Após essa abordagem, entramos na cultura afro-brasileira. Primeiramente propomos o "Jogo da África", para trazer conhecimentos gerais e instigar outros novos conhecimentos. O jogo é sempre um atrativo para as crianças, tendo uma ótima aceitação por parte de todos.
Jogo contando a história da escravidão
Muitos caminhos foram percorridos desde a escravidão até os dias de hoje. Foram muitas vitórias alcançadas pelos escravos e seus descendentes. Sendo assim, suas influencias na cultura do nosso país são bastante significativas. Abordaremos algumas delas com nossas crianças.

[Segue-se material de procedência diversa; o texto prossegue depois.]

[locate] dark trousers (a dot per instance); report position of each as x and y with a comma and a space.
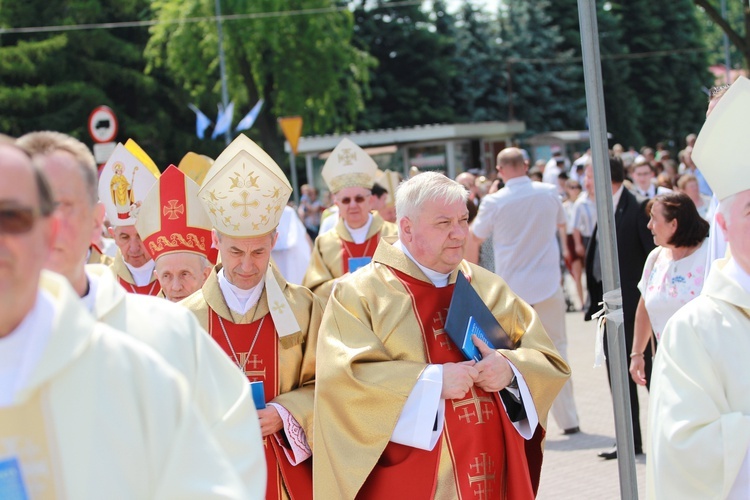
632, 387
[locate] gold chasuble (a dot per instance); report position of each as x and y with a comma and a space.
333, 249
125, 278
382, 326
286, 366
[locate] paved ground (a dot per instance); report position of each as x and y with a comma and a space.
571, 469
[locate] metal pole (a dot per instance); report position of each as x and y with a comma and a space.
592, 72
295, 182
223, 70
727, 60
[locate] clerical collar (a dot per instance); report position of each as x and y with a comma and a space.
21, 350
142, 275
359, 235
89, 299
736, 273
440, 280
239, 300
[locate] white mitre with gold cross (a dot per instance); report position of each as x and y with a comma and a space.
245, 191
349, 166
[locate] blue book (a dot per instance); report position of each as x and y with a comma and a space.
357, 262
468, 347
259, 395
467, 315
11, 481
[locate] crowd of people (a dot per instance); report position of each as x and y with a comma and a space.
225, 344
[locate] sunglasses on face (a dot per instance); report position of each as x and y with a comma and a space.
357, 199
16, 220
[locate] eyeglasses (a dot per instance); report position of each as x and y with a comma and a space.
357, 199
714, 91
16, 220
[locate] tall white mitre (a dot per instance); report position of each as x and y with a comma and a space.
722, 150
349, 166
244, 193
125, 180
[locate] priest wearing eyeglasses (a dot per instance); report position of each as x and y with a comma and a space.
398, 411
267, 326
350, 173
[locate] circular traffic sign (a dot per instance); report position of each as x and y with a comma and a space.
102, 124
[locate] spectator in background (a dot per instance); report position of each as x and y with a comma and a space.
672, 276
634, 242
310, 209
643, 181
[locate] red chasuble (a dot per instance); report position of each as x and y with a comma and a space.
152, 288
350, 249
488, 455
254, 347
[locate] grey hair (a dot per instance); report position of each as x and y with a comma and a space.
47, 142
424, 187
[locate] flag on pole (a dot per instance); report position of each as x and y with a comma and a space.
223, 121
249, 119
201, 121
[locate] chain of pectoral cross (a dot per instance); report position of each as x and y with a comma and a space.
483, 477
243, 365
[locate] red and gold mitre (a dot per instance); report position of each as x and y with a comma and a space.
172, 218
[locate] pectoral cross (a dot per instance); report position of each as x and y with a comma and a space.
244, 204
347, 157
485, 474
254, 362
480, 411
438, 323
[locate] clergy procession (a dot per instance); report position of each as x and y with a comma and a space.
176, 332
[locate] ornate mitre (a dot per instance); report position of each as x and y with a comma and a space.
123, 183
349, 166
722, 151
172, 218
245, 191
390, 181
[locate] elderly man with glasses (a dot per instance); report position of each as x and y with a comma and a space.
350, 174
85, 411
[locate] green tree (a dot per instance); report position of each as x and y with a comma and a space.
54, 80
531, 45
296, 55
736, 27
411, 84
477, 94
667, 69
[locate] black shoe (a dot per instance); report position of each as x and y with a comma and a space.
612, 453
608, 454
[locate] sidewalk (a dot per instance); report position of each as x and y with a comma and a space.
571, 469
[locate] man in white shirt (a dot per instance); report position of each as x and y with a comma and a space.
699, 415
398, 410
525, 220
84, 410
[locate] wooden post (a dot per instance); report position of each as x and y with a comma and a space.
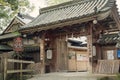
5, 68
21, 67
42, 53
90, 47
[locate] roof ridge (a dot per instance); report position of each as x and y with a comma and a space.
63, 5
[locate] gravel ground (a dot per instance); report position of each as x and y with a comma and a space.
64, 76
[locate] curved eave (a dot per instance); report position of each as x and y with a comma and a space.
100, 16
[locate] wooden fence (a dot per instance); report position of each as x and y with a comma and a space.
21, 70
108, 66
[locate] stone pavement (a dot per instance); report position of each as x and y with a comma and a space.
65, 76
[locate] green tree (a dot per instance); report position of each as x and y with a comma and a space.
9, 8
54, 2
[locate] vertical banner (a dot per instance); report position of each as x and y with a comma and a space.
18, 44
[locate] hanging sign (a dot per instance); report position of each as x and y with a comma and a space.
49, 54
18, 44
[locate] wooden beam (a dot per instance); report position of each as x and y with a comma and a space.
18, 71
20, 61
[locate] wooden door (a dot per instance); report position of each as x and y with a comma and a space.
72, 61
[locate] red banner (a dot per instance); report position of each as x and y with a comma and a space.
18, 44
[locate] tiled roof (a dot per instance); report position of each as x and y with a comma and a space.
72, 10
9, 35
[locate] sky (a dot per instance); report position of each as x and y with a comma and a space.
41, 3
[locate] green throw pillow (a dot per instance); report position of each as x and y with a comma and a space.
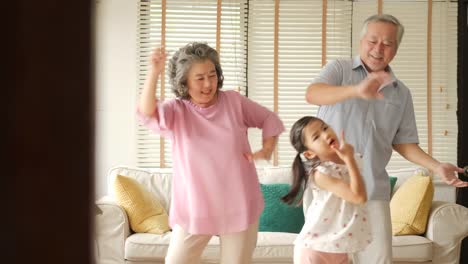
392, 183
278, 216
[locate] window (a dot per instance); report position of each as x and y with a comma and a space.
270, 50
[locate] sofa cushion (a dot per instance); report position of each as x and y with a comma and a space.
145, 213
411, 248
278, 216
410, 206
158, 181
272, 247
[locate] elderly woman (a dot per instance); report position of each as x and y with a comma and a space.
215, 188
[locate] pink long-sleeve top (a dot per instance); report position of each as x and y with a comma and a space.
215, 189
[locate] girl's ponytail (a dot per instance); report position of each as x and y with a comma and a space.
298, 183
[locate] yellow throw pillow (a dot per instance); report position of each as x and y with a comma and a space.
410, 206
145, 213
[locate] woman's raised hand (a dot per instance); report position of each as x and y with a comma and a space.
158, 60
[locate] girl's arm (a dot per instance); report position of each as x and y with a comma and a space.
354, 191
148, 101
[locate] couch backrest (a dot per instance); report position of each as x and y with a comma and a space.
159, 181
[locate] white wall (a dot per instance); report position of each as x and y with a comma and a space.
115, 80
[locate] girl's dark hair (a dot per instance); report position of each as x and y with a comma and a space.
300, 175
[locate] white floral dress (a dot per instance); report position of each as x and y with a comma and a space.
333, 224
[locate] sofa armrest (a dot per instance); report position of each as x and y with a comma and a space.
446, 228
111, 230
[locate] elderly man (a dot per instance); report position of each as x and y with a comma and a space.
363, 97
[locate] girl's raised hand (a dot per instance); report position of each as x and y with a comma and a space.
158, 60
346, 151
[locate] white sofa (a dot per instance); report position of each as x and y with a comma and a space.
116, 243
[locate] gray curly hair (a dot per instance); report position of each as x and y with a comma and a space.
181, 62
385, 18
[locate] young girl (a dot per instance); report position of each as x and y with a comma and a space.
336, 221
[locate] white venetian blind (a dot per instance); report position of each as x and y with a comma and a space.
299, 57
187, 21
248, 60
444, 81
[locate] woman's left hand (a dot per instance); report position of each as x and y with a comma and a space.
447, 172
264, 154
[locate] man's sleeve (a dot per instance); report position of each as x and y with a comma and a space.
407, 131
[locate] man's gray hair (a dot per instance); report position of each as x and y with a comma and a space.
385, 18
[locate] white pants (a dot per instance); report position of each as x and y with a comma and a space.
379, 251
236, 248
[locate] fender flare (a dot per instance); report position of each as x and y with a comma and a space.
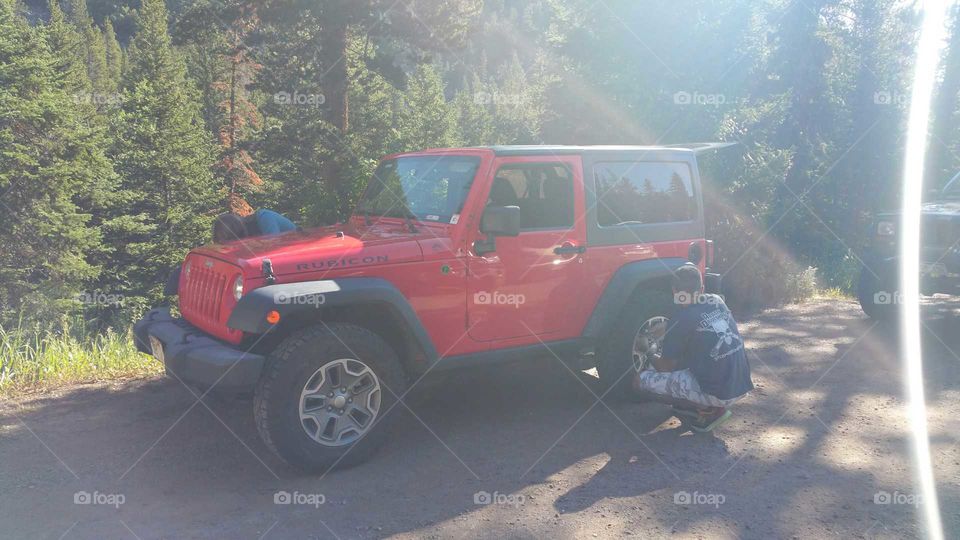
292, 299
624, 281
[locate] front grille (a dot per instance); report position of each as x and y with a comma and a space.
204, 293
204, 301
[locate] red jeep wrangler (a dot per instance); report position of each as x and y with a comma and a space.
453, 257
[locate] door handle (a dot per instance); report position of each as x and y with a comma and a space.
568, 249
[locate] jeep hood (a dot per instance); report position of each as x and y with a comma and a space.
333, 248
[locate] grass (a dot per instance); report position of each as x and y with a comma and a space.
35, 359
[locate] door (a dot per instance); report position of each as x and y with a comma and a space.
528, 286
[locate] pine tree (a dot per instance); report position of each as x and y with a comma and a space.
164, 156
426, 120
473, 116
50, 159
113, 54
68, 52
95, 53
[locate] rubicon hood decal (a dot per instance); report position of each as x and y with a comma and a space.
343, 262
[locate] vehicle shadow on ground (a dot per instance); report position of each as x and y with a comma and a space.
532, 434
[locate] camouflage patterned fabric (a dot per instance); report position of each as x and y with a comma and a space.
678, 384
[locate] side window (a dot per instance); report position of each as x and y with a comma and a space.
635, 193
543, 191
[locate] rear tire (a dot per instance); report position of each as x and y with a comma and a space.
312, 429
616, 362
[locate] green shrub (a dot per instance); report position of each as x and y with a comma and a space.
36, 357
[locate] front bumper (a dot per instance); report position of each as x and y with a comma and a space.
940, 273
194, 357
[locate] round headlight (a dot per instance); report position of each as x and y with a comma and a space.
238, 288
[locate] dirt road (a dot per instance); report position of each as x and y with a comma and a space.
820, 450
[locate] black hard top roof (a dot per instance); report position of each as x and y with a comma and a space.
535, 150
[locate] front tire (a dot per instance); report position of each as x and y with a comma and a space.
325, 395
636, 335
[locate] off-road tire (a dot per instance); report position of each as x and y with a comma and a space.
276, 404
615, 354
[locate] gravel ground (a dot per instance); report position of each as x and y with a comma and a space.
521, 451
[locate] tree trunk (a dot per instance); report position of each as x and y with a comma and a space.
335, 87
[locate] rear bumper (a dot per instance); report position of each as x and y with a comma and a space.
194, 357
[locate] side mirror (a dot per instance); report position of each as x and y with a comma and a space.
497, 221
500, 221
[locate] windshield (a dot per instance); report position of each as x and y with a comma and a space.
429, 188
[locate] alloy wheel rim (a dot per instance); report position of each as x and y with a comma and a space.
648, 341
340, 402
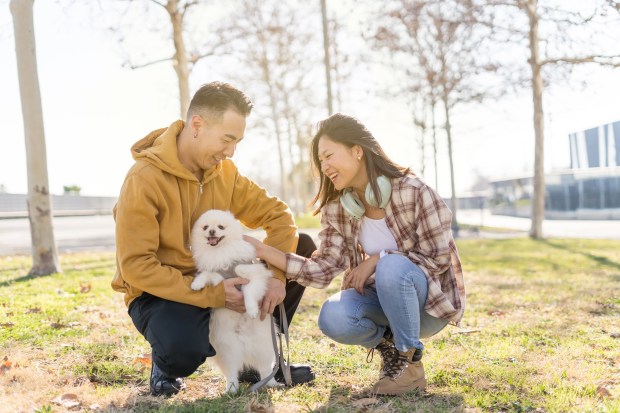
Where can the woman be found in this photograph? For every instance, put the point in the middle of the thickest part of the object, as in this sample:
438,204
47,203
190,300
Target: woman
391,234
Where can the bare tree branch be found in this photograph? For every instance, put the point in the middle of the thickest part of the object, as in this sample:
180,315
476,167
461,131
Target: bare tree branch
154,62
611,61
158,3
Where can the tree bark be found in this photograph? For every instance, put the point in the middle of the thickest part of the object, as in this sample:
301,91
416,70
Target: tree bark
181,64
44,253
328,68
538,203
453,201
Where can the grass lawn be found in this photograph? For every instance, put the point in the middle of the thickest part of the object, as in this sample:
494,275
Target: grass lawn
541,334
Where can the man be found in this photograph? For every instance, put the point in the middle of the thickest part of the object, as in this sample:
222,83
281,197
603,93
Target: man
180,172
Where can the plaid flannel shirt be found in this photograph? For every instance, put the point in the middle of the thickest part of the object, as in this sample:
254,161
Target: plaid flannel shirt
420,222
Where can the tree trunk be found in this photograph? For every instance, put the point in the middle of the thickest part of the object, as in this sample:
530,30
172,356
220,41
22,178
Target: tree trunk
181,64
453,205
538,203
44,253
328,68
274,114
435,144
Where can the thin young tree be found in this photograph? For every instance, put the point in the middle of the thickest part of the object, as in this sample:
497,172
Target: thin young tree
280,56
563,27
185,42
44,252
439,40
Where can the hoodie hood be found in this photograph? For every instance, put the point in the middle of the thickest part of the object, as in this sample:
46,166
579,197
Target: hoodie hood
159,148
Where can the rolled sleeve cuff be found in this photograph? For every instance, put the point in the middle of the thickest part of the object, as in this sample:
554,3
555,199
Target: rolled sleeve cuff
294,264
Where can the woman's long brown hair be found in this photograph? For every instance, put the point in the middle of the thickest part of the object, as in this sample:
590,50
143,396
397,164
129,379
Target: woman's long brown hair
349,131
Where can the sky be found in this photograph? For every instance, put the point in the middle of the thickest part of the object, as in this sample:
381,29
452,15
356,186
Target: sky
95,109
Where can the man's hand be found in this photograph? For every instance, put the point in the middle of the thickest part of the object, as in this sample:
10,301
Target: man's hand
359,275
256,244
274,296
234,297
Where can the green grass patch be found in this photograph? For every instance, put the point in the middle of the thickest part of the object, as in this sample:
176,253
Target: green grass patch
541,334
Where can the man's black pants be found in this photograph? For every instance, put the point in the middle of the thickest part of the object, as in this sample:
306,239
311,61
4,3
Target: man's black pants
179,333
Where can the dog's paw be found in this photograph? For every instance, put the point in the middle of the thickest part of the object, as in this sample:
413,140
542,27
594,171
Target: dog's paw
198,283
213,278
243,270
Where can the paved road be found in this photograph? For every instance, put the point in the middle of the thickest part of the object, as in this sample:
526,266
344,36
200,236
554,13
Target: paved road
97,232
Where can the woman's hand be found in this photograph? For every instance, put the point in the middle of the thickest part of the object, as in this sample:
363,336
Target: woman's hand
359,275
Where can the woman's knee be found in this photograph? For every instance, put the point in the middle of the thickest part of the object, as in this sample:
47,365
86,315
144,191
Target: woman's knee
331,319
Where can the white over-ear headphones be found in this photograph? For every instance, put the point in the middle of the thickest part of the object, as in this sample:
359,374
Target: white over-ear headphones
354,207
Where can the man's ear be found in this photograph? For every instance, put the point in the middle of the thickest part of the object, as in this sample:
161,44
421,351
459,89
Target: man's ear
196,122
357,151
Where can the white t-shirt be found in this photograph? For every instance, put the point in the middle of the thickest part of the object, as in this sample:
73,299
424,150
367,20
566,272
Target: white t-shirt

Falamos sobre as comida de origem africana que se fizeram presentes aqui no Brasil. Destacamos a influência africana nos nossos hábitos alimentares, como: o uso de diversos tipos de pimentas e do azeite do dendezeiro, que é fundamental no preparo de alguns pratos. Esse trabalho se desenvolverá partindo de receitas de origem africana: canjica, pamonha, paçoca, cocada, feijoada, quibebe, etc. Sugerimos a construção de um livro de receita da turma. Se for possível faremos uma receita em sala de aula.
O folclore e as lendas que fazem parte da cultura afro-brasileira, também serão abordados, de maneira breve, para conhecimento de nossos alunos: a mais popular lenda brasileira, Saci (século XVIII); a lenda do Zumbi; a lenda do Quibungo; lenda do Chibamba e a lenda do Negrinho do Pastoreio. Como sempre as lendas atraem a atenção das crianças com muita facilidade. Será realizado uma produção textual, onde as crianças poderão reescrever as histórias ouvidas ou então criar outras, ou até dramatizá-las.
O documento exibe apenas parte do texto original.